During his Angelus address for the Solemnity of the Saints Peter and Paul, Pope Francis recalls how the Lord entrusted His Kingdom to St. Peter, who despite various falls, was able to lead the faithful toward Christ by cultivating the Lord’s holy example.

By Deborah Castellano Lubov

“Peter received the keys of the Kingdom not because he was perfect, but because he was humble and honest and the Father had given him a forthright faith.”

This was the comforting message Pope Francis offered during his Angelus address on Saturday, 29 June, as the Church observed the Solemnity of the Saints Peter and Paul, the Patrons of Rome.

The Holy Father took his cue from the day’s Gospel reading in which Jesus says to Simon called Peter: “To you, I will give the keys of the Kingdom of Heaven” (Mt 16:19).

Flawed, but relied on God’s mercy

“That is why,” the Pope pointed out,” we often see St Peter depicted with two large keys in his hand, as in the statue here in this square,” as he reminded that “those keys represent the ministry of authority that Jesus entrusted to him to serve the whole Church. “

While remembering St. Peter’s flaws, the Holy Father reassured that the Apostle, by relying on God’s mercy, was able to support and strengthen his brothers and sisters.

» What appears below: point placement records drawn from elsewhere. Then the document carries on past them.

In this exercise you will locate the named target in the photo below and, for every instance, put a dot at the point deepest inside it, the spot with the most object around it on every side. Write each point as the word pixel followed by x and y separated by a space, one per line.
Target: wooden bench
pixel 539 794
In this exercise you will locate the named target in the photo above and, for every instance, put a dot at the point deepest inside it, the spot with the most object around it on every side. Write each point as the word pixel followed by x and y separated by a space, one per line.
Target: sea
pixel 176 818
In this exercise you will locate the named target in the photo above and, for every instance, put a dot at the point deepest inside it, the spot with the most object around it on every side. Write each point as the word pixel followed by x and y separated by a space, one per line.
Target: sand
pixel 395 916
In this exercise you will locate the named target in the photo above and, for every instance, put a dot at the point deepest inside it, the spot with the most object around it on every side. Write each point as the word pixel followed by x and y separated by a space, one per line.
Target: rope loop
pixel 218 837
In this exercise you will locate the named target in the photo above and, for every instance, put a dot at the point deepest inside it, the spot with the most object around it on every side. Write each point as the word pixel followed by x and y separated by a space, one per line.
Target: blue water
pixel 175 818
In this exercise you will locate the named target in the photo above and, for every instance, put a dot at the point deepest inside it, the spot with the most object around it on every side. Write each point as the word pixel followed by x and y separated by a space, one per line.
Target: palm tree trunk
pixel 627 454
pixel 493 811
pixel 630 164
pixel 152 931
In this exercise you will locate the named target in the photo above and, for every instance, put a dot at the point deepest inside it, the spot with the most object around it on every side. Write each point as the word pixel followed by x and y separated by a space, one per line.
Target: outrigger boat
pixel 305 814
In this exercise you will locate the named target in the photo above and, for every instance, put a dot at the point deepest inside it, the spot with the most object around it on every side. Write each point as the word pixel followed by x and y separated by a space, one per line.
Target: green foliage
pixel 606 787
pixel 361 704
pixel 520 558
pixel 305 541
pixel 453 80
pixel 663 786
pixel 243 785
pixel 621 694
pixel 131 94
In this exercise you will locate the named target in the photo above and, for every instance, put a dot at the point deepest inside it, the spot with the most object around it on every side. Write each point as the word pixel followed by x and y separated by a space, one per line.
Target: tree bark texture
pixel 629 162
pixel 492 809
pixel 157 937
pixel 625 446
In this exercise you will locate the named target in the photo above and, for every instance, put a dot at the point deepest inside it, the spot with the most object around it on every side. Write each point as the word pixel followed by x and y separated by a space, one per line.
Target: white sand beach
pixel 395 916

The Holy Father clarified that Peter’s keys, in fact, are the keys to a Kingdom, “which Jesus does not describe as a safe or a vault,” but rather with other images like “a small seed, a precious pearl, a hidden treasure, a handful of yeast,” items which, he noted, are “precious and rich, yes, but at the same time small and inconspicuous.”

Therefore, to reach the Kingdom, the Pope recalled, “one does not need to operate mechanisms and safety locks, but to cultivate virtues such as patience, attention, constancy, humility.”

For everyone, not a few selected guests

Therefore, the mission that Jesus entrusts to Peter, he observed, “is not to bar the doors of the house, allowing access only to a few selected guests,” but “to help everyone find their way in, in faithfulness to Jesus’ Gospel.”

Peter, the Pope recalled, would do this throughout his life, faithfully, until his martyrdom, “after having been the first to experience, for himself, not without fatigue and with many falls, the joy and the freedom that come from meeting the Lord.”

Since Peter was the first to open the door to Jesus, and had to convert, his journey, the Holy Father noted, “was not easy.” 

“Just think: right after he had said to Jesus: ‘You are the Christ,” the Master had to rebuke him,” the Pope said, “because he refused to accept the prophecy of His Passion and Death on the Cross.” 

Questions to ponder

The Pope then urged the faithful to ask themselves some questions.

“Do I cultivate the desire to enter, with God’s grace, into His Kingdom, and to be, with His help, a welcoming guardian of it for others as well?”

“And to do so,” he continued, “do I allow myself to be polished, softened, and modelled by Jesus and His Spirit, Who dwell in me?”

Pope Francis concluded by praying that Mary, Queen of the Apostles, along with Saints Peter and Paul, help us be a guide for one another and support, for the encounter with Christ.

The Pope’s greeting to Romans

At the end of his Audience, Pope Francis greeted the numerous pilgrims gathered in St Peter’s Square for this solemnity, and especially the Romans. “Today”, he said, “I want my greeting to reach all the inhabitants of Rome, each and every one, along with my prayer: for families, especially those who are struggling the most; for the elderly, especially those who are alone; for the sick, the prisoners, and those who are in difficulty for various reasons”.

Finally, he expressed his desire that each person have the experience of Peter and Paul, that is, he explained “that the love of Jesus Christ saves lives and encourages giving it, encourages giving it with joy and freely. Life is not for sale”, he concluded.